Reporting back on yesterday’s workshop. Rather than forty-five minutes of free writing, the session had a big more structure, as the instructor came with handouts. The handouts suggested ways of turning every day’s lunch hour into a writing exercise. For example:
These may sound kind of cheesy, but her central thesis was that by forcing yourself to write from some pretty mundane prompts, you’re bound to stumble across something good. In other words, you’re bound to find a seed somewhere along the line, and if you plant that seed you might end up with a short story (or whatever it is that you write).

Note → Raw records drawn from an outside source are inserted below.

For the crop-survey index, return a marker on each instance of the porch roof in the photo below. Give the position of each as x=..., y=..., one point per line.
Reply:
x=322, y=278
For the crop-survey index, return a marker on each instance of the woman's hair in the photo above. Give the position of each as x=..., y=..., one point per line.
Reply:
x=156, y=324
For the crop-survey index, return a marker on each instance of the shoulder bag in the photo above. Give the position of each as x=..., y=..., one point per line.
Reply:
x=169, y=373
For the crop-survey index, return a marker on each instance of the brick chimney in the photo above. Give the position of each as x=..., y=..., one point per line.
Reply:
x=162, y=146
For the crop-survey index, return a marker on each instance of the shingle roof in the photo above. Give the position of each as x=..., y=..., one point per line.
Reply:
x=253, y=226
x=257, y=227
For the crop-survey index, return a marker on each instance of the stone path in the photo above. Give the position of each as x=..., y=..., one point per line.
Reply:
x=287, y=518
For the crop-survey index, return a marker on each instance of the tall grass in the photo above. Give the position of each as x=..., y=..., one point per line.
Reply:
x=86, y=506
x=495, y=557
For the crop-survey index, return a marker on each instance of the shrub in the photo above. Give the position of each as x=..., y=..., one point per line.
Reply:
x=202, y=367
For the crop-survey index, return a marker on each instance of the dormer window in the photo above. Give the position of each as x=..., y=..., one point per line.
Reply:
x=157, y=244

With fifteen minutes remaining, she asked us to write about breakfast. For ten minutes, fifteen writers scrawled as quickly as they could. And then she made us read. Not an option. Around the room (counter-clockwise, which seemed wrong), each of us read our first and last sentences. It wasn’t that awful after all.
I promise something more interesting tomorrow… Tying up loose ends in my novel’s ending is sucking the life out of me…
Just for the hell of it, here’s what I produced in that ten minutes yesterday… Ain’t pretty.
I’m never hungry so soon after waking, but my stomach grumbles for tea and caffeine. A year ago, before I met her, I had never sipped hot tea. (Impossible! you protest. But true.) Now a dozen varieties are arranged neatly in a flip-top chest on our counter. I set the water to boil and drop a tea bag in an empty cup. A year ago the word “bergamot” was not in my vocabulary, never mind its scent one I could recognize from across a crowded restaurant.